Heck, it’s not even as simple as weight loss = fat loss.

Anyone who has ever tried to lose more than 5 lbs knows that.

1. Your weight doesn’t tell you if you’ve gained or lost fat, it tells you the sum total mass of your skin, bones, organs, digestive goodies, muscle, fat, and water.

2. Hormones, stress, and fluid can fluctuate your weight much more prominently than fat loss or gain.

3. Your metabolism (the number of calories you burn) is not a fixed target. Your thyroid, adrenal system, eating patterns, movement patterns and more are constantly compensating, adjusting, and adapting. Just “eat less and move more” oversimplifies what can be a very complex concept. About half of my weight loss clients lose weight when we add calories, because of these adaptations.

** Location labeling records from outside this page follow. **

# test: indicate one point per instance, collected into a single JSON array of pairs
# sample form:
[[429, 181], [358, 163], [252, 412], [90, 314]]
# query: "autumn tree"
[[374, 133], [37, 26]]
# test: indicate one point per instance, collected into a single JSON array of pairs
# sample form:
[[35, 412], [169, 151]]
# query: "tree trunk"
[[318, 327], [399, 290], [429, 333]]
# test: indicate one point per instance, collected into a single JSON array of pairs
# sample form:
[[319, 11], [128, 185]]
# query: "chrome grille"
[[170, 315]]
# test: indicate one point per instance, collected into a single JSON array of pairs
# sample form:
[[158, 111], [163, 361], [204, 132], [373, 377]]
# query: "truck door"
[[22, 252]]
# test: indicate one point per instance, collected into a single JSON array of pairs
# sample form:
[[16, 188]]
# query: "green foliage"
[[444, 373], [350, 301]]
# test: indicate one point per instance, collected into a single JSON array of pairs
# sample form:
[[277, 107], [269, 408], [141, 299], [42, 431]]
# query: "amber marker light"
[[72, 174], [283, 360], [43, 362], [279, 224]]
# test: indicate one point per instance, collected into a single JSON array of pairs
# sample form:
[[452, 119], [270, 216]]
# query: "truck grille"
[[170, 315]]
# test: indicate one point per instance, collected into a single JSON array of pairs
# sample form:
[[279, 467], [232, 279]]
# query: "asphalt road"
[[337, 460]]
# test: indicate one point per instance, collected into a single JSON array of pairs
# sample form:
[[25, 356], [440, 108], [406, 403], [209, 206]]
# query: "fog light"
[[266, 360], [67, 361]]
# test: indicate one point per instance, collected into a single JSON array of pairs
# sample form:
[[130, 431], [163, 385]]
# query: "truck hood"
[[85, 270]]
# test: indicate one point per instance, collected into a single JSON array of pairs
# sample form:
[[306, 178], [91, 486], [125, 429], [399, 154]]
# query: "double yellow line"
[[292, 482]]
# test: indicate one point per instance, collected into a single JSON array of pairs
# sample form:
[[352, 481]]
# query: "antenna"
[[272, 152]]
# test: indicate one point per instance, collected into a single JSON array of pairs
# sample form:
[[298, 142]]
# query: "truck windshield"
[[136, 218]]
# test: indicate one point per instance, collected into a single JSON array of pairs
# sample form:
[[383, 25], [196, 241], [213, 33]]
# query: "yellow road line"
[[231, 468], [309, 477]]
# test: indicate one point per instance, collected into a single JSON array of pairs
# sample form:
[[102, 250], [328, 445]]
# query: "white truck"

4. Functional disruptions can freak your body out and make it resistant to fat loss. Gut dysbiosis/malabsorption, PCOS, and stressed-out adrenal systems are issues I see often. If you don’t address the functional root, you can deficit all you want and you may or may not see significant change.

So don’t bet everything on “eat less and move more.” It’s a good place to start for many, but if it isn’t working, dive deeper and find out why not. Want some support for your fat loss journey? DM me to get scheduled - it’s covered by most major health insurances!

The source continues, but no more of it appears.